FW: wrapper device driver

Mon Feb 2 22:15:13 EST 2015

On Mon, Feb 02, 2015 at 05:50:43PM -0600, riya khanna wrote:
> On Mon, Feb 2, 2015 at 5:00 PM, Greg KH <greg at kroah.com> wrote:
> >
> > On Mon, Feb 02, 2015 at 04:46:24PM -0600, riya khanna wrote:
> >> The goal is to provide multiple instances of a real device, where each
> >> instance could be assigned to a container. This is to enable support
> >> for device multiplexing in user space.
> >
> > Heh, no, don't do it.
> >
> > Seriously, don't, it's been shot down time and time again in person and
> > in emails.  The 2013 Plumbers conference had a whole session on this in
> > which people yelled at me for 45+ minutes, it was fun, I still said no.
> >
> 
> Yes, I'm apprised of the LPC '13 and email discussion on device
> namespaces. In fact the reason I started down this path is because,
> like you said, the discussion outcome ruled out kernel changes.

The discussion also stated that this was impossible without kernel
changes, you need to do this in the kernel on a subsystem-by-subsystem
basis, there is no "magic fix" to make all devices work at once.  That
was my main point of that discussion, people seem to be thinking that
they don't want to do the hard work for some reason :(

> >> I did look at CUSE. However,  I realized that not all the device
> >> driver's all all operations to be forwarded to CUSE proxy daemon -
> >> some device drivers do bookkeeping based on process PID, so CUSE proxy
> >> daemon cannot operate on behalf of processes. Performance is another
> >> reason.
> >
> > Have you benchmarked CUSE?  It's fast, but the real question is what
> > types of devices are you trying to use this for?
> >
> > If a device is to be multiplexed, it needs to be done so in the driver
> > for the device, or the subsystem, you can't do it in a "wrapper" driver,
> > or even in userspace, as state will get confused and messed up and it
> > will not work properly in the end, sorry.
> >
> 
> The purpose of multiplexing is to either block undesired
> events/operations on devices (e.g. input, graphics) or respond to the
> applications based on the in-memory state of device instances.

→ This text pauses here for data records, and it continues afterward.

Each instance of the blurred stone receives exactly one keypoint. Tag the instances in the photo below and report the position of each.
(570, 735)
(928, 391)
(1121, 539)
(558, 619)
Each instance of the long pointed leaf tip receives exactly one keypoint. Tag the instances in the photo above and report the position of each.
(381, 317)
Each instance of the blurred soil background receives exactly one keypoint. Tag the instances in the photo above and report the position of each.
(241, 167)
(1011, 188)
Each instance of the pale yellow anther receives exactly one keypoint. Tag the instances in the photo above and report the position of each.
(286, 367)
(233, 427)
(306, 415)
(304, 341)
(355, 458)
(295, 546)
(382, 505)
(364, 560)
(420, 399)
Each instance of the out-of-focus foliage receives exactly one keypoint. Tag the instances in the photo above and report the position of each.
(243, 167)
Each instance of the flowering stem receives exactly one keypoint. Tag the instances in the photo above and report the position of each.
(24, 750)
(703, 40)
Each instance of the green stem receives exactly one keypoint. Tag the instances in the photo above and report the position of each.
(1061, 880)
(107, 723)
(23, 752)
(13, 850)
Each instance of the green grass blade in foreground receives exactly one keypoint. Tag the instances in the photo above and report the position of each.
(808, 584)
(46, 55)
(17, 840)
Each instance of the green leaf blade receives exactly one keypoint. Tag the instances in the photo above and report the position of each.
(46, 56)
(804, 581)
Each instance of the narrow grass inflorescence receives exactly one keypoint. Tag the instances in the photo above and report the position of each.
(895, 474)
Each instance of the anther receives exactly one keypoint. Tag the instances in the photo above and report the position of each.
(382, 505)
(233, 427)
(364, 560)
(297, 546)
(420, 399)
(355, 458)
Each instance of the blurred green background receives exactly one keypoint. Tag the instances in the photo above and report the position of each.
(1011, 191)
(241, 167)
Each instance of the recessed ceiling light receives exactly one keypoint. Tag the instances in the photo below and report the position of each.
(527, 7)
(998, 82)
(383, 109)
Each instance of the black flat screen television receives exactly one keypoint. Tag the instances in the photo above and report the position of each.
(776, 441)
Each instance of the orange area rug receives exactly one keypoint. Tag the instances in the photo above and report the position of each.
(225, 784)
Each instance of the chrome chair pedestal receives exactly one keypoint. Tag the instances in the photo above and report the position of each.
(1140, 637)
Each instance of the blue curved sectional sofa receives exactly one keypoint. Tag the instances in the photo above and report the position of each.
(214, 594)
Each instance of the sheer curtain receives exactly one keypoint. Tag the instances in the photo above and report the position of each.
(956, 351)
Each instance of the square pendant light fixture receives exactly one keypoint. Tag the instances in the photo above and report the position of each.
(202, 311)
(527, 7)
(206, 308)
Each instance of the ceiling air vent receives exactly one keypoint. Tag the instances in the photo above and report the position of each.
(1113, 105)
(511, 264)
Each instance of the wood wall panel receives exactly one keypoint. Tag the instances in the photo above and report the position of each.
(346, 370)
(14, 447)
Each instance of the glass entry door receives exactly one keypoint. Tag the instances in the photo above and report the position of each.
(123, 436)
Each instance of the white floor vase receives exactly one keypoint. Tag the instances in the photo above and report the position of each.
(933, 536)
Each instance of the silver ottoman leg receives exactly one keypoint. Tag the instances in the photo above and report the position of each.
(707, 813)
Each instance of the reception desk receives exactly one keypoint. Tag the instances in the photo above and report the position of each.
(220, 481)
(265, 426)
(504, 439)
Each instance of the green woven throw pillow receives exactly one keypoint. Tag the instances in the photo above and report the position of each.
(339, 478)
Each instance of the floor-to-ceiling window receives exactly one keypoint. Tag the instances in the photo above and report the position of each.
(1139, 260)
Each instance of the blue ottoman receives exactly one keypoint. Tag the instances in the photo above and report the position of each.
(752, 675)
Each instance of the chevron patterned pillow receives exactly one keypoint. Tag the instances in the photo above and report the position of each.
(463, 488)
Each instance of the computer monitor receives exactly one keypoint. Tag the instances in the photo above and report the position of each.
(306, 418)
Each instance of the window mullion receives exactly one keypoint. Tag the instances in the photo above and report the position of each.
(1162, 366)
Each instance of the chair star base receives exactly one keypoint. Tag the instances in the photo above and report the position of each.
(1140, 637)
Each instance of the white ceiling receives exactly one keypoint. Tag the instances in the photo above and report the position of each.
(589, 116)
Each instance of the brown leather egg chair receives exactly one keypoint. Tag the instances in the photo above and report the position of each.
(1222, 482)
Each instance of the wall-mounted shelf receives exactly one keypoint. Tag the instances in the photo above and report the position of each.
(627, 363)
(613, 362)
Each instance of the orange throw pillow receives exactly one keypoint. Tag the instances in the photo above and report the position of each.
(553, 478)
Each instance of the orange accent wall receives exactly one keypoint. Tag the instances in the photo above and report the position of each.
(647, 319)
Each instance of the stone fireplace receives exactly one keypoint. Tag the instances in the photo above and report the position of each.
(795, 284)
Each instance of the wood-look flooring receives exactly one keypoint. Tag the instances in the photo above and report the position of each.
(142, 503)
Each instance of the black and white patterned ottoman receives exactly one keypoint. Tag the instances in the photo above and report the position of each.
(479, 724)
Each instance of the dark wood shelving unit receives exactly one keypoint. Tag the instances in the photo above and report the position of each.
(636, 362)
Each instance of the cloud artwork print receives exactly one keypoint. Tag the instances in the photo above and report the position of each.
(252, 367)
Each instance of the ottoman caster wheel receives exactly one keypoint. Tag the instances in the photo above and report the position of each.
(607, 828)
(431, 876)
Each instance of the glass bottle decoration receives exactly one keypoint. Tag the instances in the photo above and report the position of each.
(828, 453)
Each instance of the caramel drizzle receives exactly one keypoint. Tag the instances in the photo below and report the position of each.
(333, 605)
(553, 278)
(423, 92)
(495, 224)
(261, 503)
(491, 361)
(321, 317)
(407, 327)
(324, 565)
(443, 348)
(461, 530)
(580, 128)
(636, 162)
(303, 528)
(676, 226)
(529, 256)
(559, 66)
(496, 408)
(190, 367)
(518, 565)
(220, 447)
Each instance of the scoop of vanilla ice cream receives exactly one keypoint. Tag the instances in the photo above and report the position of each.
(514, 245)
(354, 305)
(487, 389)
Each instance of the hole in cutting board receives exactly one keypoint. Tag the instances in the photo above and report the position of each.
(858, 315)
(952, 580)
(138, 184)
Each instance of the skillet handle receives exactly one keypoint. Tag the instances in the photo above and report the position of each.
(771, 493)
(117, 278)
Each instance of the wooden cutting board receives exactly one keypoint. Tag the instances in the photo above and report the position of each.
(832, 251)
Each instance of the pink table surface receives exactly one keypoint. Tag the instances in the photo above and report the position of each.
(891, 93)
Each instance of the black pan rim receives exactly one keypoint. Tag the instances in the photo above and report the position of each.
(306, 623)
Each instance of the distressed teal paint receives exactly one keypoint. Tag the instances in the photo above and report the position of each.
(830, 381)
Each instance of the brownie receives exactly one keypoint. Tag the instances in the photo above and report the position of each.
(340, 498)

You didn't answer my question of "which specific devices do you care
about" :(

You can't "filter" device commands (see the before-mentioned cdrom mess,
you have learned from history, right?)  And you can't assume you know
what the in-kernel state of devices really are, as they are getting
commands from the hardware itself that changes this state, not all
changes come from userspace.

> With CUSE, in-memory states can be maintained and mediated in user
> space. AFAIU, doing device multiplexing in the kernel would also
> entail the same - maintain in-memory state (replicating data structs)
> for each virtual device instance, but that also means changing the
> drivers/subsystem to incorporate this functionality. I may be missing
> something here, but I'm not sure why maintaining the state in
> userspace (as a CUSE device) would be messy and not work. I would
> appreciate more explanation. thanks.

It's impossible to maintain the state in userspace properly.  If you
could do it, then you would just have a userspace device driver, and why
need the kernel at all for it?  :)

Think through the specifics of a specific device you wish to try to
mitigate access to, and walk through the complexity and marvel at how
much more work you are now doing than the original kernel driver did.

Again, this has to be done on a subsystem-basis, in the kernel, for it
to work properly.  And when you try to do that you will get a lot of
pushback, which is correct, as you will be adding complexity for almost
no gain in the end.

Just properly assign different devices to different containers, if you
want to do more than that, then think about using a "real" virtual
machine, which does properly abstract the hardware away like this (or
really, it just does hardware pass-through and again, does not share the
hardware fully, look at how USB works in virtual machines for examples.)

good luck,

greg k-h